A.Madhulatha, Jimy Dudhia ,Rae-Seol Park and M.Rajeevan, IMD, India

Current study deals with the time evolution of latent heating profiles and contribution of microphysical processes during different stages of mesoscale convective system (MCS) over Korean peninsula. Numerical simulation is conducted by four nested domain configuration using WRF model with two-way nesting method. Advanced physics options from the Korean Integrated model (KIM) are utilized. Latent heating computation associated with major transformation processes (condensation, evaporation, freezing, melting, deposition, and sublimation) is based on various microphysical transformation terms of WDM6 microphysics scheme. During the developing (dissipating) stages of MCS latent heating (cooling) is dominated by condensation, nucleation, deposition (evaporation and melting). Major positive (negative) total latent heating provided (restrained) the energy for convection during developing and dissipating stages of system.
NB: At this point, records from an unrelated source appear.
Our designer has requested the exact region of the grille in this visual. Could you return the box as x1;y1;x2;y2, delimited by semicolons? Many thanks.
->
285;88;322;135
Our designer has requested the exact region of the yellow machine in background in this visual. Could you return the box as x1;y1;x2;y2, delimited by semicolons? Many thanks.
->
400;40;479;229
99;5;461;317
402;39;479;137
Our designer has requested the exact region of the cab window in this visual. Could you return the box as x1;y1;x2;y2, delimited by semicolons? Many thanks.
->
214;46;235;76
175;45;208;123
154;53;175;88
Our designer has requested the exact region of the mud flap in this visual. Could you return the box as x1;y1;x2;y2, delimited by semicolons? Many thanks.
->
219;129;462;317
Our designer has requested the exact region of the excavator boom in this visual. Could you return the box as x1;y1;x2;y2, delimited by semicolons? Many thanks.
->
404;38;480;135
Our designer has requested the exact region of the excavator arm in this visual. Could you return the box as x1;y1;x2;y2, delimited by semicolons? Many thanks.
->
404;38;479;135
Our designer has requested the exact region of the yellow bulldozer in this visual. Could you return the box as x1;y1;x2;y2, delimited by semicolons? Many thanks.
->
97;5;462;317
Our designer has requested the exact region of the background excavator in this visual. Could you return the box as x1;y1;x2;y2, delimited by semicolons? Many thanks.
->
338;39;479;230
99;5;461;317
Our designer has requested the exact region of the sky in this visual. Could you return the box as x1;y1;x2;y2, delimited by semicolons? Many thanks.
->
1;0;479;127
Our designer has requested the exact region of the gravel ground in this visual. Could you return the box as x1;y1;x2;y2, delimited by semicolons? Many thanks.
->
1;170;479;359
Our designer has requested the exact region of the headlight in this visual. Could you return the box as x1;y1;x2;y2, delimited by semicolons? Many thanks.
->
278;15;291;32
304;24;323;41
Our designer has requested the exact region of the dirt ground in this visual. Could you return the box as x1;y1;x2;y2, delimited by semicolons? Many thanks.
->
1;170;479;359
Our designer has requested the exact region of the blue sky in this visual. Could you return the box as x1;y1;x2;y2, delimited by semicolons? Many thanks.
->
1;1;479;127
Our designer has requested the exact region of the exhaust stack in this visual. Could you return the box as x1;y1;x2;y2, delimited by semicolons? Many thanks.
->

Large amounts of hydrometeors with strong upward motion in the developing stage explains the ascent of air parcel from surface to upper levels and latent heat release associated with transformation of air parcel from one form to the other. Also, strong downward motions at the lower levels correspond to the precipitation fall out during dissipation. Consistency between cloud hydrometeors, net heating rates, major upward (downward) motion and corresponding rainfall in developing (dissipating) stages of MCS is noticed.